For product videos, if Project Farm did it, look there first. Otherwise, I look for someone has a lot of videos for competing products with basically the same format, not over 10 minutes.
Tech videos are the hardest, I often still prefer text. Maybe look for links to the docs in the description? I still get duds though.
I don’t know much about fixing cars, but yeah, YouTube is a treasure trove for tacit knowledge.
Wish I did, but here you're at the algorithm's mercy, unfortunately. One possibility is subbing/accruing watch time on channels that you find provide you the right value, so that the algorithm might recommend similar channels on other subject matters.
That's curious, I generally hate video due to inability to glance over content, and the few attempts I made to actually find useful information I searched for resulted in... spammy extra low effort video content that did not answer my questions.
Depends on what you’re looking for.
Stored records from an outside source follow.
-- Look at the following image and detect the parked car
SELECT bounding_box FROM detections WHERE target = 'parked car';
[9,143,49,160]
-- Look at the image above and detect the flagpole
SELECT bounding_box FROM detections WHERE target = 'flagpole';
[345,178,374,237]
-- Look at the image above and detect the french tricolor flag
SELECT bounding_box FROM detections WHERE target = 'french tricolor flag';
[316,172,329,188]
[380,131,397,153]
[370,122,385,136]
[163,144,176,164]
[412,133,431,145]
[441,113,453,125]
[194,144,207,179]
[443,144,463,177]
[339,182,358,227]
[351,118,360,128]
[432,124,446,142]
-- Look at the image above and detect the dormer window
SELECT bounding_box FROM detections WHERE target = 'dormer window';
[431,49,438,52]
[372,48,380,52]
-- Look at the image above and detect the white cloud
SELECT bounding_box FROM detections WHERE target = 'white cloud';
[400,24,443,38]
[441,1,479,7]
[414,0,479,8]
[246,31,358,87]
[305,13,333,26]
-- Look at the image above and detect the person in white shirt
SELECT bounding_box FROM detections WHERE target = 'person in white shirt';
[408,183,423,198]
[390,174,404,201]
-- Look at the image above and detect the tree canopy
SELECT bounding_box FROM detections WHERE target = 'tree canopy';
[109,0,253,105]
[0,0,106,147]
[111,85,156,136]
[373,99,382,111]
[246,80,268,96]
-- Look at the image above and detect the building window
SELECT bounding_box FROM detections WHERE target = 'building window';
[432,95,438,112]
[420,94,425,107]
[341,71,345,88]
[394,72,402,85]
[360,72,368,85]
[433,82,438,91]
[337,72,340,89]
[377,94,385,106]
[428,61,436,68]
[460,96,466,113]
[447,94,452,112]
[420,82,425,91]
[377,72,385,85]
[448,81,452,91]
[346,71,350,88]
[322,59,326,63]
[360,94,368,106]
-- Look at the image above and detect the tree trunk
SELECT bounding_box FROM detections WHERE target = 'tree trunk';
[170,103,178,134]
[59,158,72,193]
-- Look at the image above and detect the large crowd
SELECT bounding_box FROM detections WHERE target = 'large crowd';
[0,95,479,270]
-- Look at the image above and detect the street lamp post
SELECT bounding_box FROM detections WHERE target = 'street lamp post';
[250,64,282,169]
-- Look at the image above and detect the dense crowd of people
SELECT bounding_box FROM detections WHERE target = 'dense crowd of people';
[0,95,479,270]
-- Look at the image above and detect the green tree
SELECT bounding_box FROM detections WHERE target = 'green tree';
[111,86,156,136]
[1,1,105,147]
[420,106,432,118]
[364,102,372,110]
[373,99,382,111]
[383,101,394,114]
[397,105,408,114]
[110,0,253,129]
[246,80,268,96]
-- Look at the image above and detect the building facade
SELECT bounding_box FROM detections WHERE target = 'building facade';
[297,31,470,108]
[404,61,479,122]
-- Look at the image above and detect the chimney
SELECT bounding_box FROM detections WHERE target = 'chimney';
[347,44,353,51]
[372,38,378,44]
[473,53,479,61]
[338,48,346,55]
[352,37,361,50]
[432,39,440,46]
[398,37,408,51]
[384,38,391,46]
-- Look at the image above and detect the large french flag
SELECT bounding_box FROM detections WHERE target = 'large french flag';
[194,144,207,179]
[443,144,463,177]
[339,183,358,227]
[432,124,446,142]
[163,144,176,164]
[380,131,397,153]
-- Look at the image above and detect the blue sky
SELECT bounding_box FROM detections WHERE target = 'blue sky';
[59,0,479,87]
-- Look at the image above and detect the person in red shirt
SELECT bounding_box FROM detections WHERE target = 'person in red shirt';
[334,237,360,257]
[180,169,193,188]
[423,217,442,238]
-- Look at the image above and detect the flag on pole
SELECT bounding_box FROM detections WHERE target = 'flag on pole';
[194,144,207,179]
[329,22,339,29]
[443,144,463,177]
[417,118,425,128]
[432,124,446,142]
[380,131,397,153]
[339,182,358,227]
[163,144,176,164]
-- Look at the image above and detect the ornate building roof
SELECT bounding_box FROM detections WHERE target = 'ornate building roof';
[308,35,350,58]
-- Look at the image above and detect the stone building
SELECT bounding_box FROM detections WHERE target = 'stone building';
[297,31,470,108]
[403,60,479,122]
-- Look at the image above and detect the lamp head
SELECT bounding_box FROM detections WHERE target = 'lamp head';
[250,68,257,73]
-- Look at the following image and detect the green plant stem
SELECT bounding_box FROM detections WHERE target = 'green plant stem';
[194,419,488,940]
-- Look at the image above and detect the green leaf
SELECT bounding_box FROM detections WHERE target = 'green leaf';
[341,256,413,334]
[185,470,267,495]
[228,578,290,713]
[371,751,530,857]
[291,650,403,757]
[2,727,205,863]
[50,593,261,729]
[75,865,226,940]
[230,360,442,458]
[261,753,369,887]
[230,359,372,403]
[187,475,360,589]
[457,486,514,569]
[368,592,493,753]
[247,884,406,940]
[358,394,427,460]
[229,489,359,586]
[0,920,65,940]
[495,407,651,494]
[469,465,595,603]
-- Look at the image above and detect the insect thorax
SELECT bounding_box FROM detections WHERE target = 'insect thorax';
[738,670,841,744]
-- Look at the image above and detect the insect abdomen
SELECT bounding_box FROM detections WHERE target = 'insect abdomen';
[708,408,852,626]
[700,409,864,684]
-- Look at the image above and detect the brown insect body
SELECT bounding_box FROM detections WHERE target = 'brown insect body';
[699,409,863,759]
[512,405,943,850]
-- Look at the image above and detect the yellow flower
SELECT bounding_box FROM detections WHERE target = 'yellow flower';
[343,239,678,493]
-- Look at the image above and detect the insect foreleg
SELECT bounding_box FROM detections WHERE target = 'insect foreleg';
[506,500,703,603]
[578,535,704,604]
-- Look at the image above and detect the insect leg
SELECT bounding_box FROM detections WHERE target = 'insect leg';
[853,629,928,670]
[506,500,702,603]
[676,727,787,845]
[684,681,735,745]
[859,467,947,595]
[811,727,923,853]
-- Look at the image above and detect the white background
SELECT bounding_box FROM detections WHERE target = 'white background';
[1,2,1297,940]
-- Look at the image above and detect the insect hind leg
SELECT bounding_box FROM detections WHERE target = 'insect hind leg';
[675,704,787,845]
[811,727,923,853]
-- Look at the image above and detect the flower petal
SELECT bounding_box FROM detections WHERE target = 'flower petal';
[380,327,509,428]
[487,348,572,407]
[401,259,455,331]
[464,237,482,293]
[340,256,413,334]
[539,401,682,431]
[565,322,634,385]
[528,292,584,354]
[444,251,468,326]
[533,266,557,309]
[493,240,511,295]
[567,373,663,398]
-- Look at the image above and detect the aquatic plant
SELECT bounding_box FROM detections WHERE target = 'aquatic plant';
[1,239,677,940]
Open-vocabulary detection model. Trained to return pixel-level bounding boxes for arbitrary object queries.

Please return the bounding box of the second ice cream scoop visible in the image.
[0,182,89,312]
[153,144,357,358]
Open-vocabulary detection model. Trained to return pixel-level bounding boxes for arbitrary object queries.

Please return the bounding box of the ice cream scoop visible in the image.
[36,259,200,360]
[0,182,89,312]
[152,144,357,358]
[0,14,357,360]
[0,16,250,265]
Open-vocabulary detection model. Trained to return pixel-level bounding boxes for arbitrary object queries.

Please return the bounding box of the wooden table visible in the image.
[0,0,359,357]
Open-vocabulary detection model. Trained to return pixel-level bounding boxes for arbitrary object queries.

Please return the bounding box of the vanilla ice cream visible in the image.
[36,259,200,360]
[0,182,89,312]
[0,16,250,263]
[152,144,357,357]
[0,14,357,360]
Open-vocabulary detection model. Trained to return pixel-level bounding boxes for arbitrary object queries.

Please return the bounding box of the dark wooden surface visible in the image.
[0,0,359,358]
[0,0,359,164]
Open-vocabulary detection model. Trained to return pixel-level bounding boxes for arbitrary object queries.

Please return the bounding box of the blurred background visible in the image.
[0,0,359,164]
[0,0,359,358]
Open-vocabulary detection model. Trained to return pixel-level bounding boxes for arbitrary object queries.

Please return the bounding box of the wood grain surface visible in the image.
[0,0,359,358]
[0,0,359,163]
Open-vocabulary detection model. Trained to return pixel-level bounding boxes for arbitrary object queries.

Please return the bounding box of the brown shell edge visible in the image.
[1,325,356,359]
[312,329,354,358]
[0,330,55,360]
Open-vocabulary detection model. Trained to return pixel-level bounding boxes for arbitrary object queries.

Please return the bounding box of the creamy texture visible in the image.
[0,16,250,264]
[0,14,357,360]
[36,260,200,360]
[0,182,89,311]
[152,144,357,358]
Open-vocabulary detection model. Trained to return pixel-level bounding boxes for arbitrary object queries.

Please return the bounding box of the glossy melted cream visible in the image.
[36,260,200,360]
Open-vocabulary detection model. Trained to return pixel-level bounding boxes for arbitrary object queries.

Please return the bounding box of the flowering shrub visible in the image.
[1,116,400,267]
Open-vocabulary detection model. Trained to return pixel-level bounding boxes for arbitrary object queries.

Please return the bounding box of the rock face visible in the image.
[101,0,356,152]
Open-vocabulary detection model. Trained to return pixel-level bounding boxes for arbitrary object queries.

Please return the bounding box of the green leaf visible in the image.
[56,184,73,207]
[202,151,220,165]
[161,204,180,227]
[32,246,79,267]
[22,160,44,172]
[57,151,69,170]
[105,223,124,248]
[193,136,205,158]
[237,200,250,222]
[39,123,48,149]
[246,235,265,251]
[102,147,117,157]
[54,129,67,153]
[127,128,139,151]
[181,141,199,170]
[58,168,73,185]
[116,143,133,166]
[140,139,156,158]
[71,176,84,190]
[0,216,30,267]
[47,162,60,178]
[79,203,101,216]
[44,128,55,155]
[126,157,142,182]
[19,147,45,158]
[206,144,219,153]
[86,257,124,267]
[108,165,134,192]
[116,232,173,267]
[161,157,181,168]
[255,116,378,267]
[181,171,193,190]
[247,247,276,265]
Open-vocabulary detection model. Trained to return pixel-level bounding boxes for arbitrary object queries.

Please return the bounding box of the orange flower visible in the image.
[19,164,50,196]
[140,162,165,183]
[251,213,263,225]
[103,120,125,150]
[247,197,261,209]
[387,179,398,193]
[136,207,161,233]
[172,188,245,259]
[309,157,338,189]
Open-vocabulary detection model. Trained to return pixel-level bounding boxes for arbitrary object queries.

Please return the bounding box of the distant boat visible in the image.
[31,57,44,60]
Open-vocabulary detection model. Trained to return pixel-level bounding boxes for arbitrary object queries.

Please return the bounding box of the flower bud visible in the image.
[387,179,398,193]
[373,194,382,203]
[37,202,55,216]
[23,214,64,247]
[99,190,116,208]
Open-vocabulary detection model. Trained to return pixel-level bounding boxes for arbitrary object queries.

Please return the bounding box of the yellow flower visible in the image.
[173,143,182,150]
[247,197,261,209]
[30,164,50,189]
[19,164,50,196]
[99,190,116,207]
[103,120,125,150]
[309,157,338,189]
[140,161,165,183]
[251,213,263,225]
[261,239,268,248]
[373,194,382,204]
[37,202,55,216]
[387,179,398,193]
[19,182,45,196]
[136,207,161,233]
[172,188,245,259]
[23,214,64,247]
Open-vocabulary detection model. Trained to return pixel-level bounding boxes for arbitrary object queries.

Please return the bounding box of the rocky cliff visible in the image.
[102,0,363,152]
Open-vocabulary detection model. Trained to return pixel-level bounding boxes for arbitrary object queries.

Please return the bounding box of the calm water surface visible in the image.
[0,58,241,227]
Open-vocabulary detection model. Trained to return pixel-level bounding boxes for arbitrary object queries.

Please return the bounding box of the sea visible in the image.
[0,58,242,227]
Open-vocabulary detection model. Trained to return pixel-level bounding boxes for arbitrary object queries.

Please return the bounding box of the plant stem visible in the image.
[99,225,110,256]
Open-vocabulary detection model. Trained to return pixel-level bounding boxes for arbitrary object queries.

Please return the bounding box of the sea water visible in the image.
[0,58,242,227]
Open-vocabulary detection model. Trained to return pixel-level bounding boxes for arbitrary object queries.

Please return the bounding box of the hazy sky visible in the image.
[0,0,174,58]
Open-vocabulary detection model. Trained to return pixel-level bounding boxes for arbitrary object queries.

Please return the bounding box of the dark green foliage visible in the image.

A blog post about how to play Search and Destroy by The Stooges is not as useful as a video of James Williamson himself showing you the riffs!
Well, I don't think I'd be able to learn much just from watching the concert: teaching is fundamentally different from doing.
So I think even that example does not universally hold. I'd still appreciate a write up with tips on what's important and if there are any transitions to focus on with only the bits on video where some of that is demonstrated.
Now, I can barely contort my fingers into one riff, so I lack the knowledge to understand what I am missing, but I'd still have a hard time learning that from video.